Maximization: Volume of paraboloid within cone?

Question

Given a right circular cone with the line of symmetry along $x=0$, and the base along $y=0$, how can I find the maximum volume paraboloid (parabola revolved around the y-axis) inscribed within the cone? Maximising the volume of the paraboloid relative to the volume of the right circular cone. In 2-D, the parabola has 2 points of tangency to the triangle, one of each side of the line of symmetry. I have tried using the disk method to find the volume of the cone, and the parabola, both with arbitrary equations such as $y=b-ax$, and $y=c-dx^2$, but I end up with a massive equation for several variables, instead of a simple percentage answer. Any help is appreciated!
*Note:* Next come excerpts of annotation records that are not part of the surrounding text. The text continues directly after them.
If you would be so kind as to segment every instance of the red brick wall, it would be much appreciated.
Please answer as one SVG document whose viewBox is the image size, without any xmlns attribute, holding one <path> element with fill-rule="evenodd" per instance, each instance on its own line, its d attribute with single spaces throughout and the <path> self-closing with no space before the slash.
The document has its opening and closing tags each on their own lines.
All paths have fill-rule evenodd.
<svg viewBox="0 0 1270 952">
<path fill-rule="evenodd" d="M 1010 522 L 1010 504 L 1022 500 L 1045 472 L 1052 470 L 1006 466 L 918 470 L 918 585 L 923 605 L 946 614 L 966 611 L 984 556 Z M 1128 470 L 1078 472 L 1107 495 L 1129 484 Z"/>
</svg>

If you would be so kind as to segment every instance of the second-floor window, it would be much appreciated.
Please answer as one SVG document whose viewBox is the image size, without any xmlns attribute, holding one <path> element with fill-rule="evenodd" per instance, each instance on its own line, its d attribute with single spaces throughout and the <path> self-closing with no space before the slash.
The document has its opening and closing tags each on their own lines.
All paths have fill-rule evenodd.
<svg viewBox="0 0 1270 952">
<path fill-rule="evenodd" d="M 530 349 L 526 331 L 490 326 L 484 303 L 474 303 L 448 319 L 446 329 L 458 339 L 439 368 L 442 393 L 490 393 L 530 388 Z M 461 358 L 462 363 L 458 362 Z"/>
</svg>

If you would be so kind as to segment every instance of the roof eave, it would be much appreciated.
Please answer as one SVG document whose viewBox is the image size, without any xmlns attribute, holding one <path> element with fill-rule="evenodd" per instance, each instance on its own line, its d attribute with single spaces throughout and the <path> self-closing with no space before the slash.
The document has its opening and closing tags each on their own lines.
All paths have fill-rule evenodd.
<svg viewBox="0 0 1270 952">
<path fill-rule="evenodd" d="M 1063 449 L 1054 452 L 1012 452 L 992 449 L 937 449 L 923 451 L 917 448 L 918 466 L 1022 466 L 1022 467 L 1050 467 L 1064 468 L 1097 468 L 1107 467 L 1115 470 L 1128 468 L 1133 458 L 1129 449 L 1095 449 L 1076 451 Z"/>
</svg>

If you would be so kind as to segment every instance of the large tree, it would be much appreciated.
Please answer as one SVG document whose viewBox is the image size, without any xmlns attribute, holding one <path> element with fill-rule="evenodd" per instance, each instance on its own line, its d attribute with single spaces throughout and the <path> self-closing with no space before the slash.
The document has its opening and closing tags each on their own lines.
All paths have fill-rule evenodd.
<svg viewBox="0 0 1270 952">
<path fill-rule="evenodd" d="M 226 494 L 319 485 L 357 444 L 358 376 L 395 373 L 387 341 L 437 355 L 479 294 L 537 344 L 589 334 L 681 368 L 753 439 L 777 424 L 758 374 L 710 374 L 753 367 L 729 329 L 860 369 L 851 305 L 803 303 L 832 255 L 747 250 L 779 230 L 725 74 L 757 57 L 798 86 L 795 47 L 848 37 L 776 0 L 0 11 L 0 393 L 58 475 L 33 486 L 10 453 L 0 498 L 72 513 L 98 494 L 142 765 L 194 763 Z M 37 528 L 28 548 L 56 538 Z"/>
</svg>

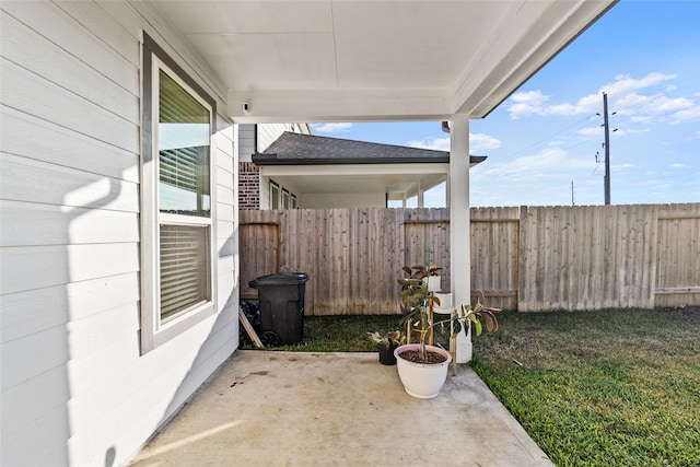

Thanks in advance.

Answer 1

Hint:

Note that here $a$ and $b$ are given.

The tangency condition is $$a^2-4\,d\,(b-c)=0$$ If you decide to work with $c\,$, then $$d=\frac {a^2}{4\,(b-c)}$$ The volume of the paraboloids, inscribed in the cone, is $$V(c)=\pi \int_0^c \frac {c-y}d\, dy=\pi \int_0^c (c-y)\, \frac {4(b-c)}{a^2}\, dy=\frac {2\pi}{a^2}\,(b\,c^2-c^3)$$ Then solve $$V'(c)=0$$ to find the largest volume for $$c=\frac 23\, b$$ Verify that $$V_{max}=\frac 89\, V_{cone}$$